The couple scooped up the property in June 2008 for $4.95 million and property records show the single-story residence was originally built in the late 1950s on a thickly treed and mostly flat, .56 acre land-locked lot in a discreet but swank gated enclave above Paradise Cove where other rich and high-profile home owners include venture capitalist extraordinaire Aviv “Vivi” Nevo and John McEnroe and Patty Smyth who picked up their property just over a year ago for $3.345 million.

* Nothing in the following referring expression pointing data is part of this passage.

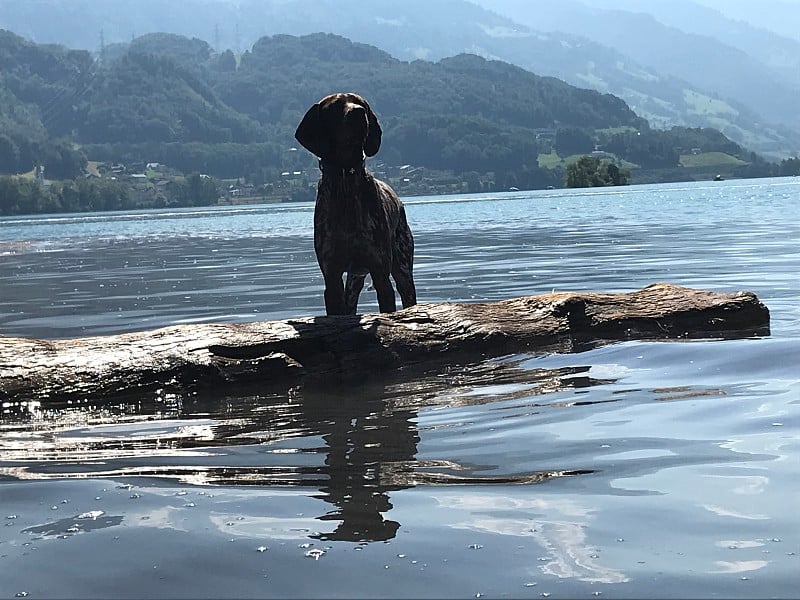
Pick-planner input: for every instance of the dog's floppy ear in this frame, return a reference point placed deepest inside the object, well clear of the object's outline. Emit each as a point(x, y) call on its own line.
point(310, 132)
point(373, 142)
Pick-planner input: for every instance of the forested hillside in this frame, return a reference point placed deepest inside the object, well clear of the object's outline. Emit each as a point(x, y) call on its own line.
point(171, 100)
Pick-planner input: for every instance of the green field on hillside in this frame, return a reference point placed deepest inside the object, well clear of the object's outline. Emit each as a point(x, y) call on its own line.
point(710, 159)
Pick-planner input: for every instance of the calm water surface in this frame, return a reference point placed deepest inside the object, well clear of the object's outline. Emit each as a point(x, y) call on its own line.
point(635, 469)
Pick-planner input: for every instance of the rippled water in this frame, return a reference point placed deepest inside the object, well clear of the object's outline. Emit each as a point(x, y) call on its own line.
point(635, 469)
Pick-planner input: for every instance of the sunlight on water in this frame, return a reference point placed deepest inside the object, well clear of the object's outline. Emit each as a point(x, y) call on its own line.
point(634, 469)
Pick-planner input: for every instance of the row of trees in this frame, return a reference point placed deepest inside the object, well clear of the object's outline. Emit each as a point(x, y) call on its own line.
point(19, 195)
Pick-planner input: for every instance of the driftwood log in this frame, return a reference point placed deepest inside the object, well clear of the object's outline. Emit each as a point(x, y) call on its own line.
point(183, 358)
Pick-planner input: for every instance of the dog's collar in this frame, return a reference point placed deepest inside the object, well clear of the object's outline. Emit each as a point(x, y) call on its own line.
point(327, 166)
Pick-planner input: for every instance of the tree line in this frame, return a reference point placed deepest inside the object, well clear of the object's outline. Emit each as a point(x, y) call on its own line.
point(165, 98)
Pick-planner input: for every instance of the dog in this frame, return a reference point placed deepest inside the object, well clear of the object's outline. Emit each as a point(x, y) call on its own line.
point(360, 224)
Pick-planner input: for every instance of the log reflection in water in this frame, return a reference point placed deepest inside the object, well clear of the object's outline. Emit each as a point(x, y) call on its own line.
point(355, 444)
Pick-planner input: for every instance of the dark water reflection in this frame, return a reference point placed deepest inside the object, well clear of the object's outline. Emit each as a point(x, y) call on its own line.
point(637, 469)
point(356, 444)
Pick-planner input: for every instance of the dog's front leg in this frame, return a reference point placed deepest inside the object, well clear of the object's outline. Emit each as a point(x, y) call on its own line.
point(352, 289)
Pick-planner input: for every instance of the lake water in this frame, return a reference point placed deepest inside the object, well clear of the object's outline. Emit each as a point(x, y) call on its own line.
point(638, 469)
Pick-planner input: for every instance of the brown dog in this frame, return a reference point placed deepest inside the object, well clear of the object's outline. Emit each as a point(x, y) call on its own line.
point(360, 224)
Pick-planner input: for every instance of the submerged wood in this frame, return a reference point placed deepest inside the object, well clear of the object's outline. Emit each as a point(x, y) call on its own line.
point(188, 357)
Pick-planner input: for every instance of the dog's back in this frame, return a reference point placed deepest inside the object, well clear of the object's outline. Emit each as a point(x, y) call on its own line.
point(360, 224)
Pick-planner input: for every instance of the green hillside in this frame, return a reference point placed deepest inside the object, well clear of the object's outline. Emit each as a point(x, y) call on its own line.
point(171, 100)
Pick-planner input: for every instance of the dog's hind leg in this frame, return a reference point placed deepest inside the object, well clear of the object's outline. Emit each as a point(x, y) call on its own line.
point(403, 268)
point(385, 291)
point(334, 294)
point(352, 289)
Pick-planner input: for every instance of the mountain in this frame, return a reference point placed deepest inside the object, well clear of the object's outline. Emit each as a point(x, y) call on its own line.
point(665, 70)
point(703, 61)
point(777, 53)
point(170, 99)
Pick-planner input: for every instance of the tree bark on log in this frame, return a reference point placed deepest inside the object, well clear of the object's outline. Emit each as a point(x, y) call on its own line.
point(183, 358)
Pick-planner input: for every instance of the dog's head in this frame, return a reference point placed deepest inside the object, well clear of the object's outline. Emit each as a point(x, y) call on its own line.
point(340, 128)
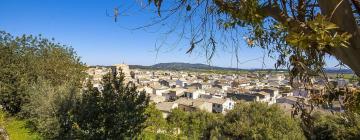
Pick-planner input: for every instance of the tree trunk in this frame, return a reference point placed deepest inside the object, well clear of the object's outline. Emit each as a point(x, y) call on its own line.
point(341, 14)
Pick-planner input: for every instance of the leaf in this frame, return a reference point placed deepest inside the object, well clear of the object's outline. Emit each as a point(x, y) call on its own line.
point(188, 8)
point(331, 26)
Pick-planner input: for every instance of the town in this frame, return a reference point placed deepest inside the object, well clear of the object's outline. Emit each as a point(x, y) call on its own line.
point(218, 93)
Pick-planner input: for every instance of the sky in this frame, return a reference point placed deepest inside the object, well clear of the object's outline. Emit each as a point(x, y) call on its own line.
point(98, 40)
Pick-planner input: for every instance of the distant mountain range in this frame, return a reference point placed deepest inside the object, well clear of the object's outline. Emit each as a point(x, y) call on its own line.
point(198, 66)
point(188, 66)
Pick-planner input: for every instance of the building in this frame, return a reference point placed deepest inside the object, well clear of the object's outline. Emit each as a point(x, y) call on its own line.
point(220, 105)
point(192, 105)
point(166, 107)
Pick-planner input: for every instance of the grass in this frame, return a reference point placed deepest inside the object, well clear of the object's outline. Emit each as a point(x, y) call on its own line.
point(16, 128)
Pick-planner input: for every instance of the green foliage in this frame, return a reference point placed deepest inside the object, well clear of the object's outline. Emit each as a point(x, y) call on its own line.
point(337, 126)
point(16, 129)
point(27, 59)
point(260, 121)
point(47, 106)
point(117, 111)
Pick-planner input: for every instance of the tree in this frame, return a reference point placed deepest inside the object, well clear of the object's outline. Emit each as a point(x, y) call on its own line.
point(195, 125)
point(46, 108)
point(156, 126)
point(260, 121)
point(299, 33)
point(27, 59)
point(117, 111)
point(336, 126)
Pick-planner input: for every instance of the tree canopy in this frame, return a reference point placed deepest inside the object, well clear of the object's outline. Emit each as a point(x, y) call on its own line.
point(298, 33)
point(26, 59)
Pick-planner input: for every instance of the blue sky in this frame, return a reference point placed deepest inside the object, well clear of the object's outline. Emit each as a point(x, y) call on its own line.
point(83, 24)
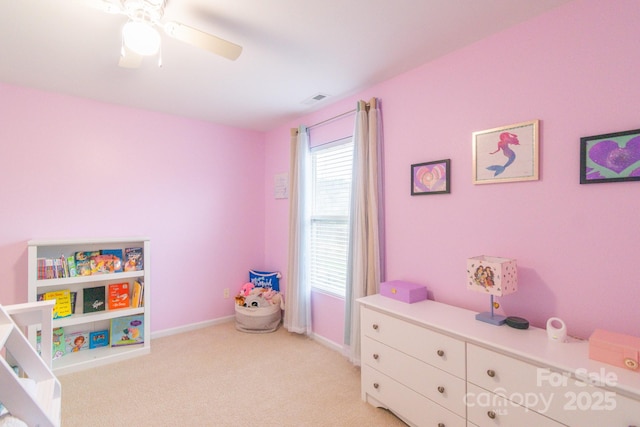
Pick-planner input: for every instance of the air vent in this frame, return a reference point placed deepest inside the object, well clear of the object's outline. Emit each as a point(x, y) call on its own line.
point(315, 99)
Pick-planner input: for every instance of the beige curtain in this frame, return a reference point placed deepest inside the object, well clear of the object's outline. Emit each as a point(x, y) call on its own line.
point(297, 313)
point(366, 259)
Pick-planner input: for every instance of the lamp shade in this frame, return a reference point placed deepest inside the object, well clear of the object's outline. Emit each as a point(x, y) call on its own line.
point(492, 275)
point(141, 37)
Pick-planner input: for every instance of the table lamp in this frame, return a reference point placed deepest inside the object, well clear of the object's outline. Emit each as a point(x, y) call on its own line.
point(494, 276)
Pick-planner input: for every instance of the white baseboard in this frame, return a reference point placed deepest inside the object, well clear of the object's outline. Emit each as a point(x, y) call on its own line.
point(327, 343)
point(191, 327)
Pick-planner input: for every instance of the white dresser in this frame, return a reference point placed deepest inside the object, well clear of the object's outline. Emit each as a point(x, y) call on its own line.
point(435, 365)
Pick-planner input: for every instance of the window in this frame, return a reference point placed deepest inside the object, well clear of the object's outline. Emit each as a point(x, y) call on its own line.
point(331, 169)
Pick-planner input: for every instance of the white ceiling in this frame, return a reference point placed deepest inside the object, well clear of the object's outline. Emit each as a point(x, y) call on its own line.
point(293, 50)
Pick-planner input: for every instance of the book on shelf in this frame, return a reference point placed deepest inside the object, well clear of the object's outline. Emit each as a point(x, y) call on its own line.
point(114, 257)
point(83, 262)
point(137, 294)
point(62, 306)
point(58, 343)
point(133, 259)
point(118, 295)
point(56, 268)
point(99, 339)
point(74, 298)
point(93, 299)
point(76, 341)
point(127, 330)
point(71, 266)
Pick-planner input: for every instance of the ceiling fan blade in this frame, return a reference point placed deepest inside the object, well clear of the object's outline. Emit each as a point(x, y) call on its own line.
point(104, 6)
point(203, 40)
point(129, 59)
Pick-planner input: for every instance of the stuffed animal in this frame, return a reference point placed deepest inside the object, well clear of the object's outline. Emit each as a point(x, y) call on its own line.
point(268, 295)
point(255, 301)
point(246, 289)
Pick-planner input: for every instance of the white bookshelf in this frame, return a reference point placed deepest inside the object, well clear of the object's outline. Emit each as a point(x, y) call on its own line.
point(95, 321)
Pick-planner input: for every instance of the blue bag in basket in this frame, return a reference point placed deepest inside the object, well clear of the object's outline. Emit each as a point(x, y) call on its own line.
point(264, 279)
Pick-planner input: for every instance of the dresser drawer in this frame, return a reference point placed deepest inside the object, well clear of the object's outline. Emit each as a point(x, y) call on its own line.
point(557, 395)
point(441, 387)
point(413, 408)
point(485, 409)
point(438, 350)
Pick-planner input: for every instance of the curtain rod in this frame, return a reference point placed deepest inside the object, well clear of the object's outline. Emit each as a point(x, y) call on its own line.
point(332, 119)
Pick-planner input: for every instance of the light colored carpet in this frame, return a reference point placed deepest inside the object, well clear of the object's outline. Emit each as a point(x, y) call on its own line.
point(218, 376)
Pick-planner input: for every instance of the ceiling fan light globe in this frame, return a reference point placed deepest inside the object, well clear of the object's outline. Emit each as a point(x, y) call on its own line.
point(141, 38)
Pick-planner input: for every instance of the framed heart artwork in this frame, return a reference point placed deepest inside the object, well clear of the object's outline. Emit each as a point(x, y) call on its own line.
point(612, 157)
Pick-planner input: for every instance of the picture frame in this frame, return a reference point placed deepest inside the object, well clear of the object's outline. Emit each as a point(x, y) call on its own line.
point(431, 177)
point(610, 157)
point(506, 154)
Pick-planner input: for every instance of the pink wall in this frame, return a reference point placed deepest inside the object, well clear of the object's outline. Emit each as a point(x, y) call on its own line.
point(575, 69)
point(74, 168)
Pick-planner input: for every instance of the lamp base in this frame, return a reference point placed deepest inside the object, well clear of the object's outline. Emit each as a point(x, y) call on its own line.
point(494, 319)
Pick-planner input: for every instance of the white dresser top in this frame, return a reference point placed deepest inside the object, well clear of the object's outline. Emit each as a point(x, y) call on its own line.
point(531, 344)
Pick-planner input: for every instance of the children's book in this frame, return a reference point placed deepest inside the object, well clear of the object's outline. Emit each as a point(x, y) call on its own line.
point(113, 259)
point(71, 265)
point(136, 294)
point(133, 259)
point(93, 299)
point(127, 330)
point(83, 262)
point(62, 306)
point(74, 298)
point(76, 341)
point(118, 295)
point(58, 343)
point(99, 339)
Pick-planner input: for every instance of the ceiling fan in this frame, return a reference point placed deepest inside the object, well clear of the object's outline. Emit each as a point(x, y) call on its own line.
point(140, 37)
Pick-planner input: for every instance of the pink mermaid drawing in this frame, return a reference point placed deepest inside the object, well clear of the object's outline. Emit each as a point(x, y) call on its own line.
point(506, 138)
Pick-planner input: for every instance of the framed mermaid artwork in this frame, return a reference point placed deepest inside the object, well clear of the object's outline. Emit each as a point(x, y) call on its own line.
point(612, 157)
point(506, 154)
point(431, 178)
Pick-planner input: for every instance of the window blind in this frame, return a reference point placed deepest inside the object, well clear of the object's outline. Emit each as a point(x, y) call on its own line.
point(331, 200)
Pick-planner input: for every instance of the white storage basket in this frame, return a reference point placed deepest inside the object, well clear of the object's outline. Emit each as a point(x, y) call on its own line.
point(258, 319)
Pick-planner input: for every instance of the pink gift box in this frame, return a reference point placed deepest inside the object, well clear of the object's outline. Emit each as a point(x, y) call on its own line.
point(615, 349)
point(403, 291)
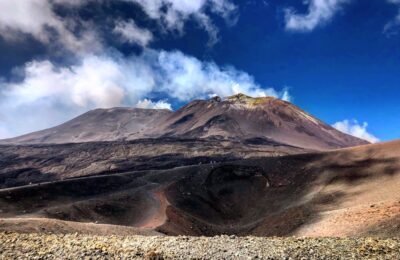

Current listing details we peeped and perused show the Brooks-Yearwood’s 4,236 square foot ranch-style beach house was extensively remodeled in 2007 and is currently configured with four bedrooms and 3.5 bathrooms. The unconventionally-shaped, open concept living spaces have beige stone tile flooring, pitched and beamed ceilings with clerestory windows, a fireplace in the living room, and long banks of over-sized windows and French doors that overlook a flat, tree and shrub-ringed backyard. The sky-lit center island kitchen veers towards “country” with antiqued eggshell-colored cabinetry, speckled and bull-nosed brownish-gray granite counter tops, and a complete collection of top-grade (mostly) stainless steel appliances.
A second living area, which opens off the first, also has a vaulted and beamed ceiling and a massive brick fireplace painted white. There’s a third (gas) fireplace in the master suite that also includes direct access to the outdoors through (at least) two sets of single-pane French doors and a bedroom-sized bathroom with more beige stone tiles, a free-standing soaking tub and a glass-enclosed double-head shower.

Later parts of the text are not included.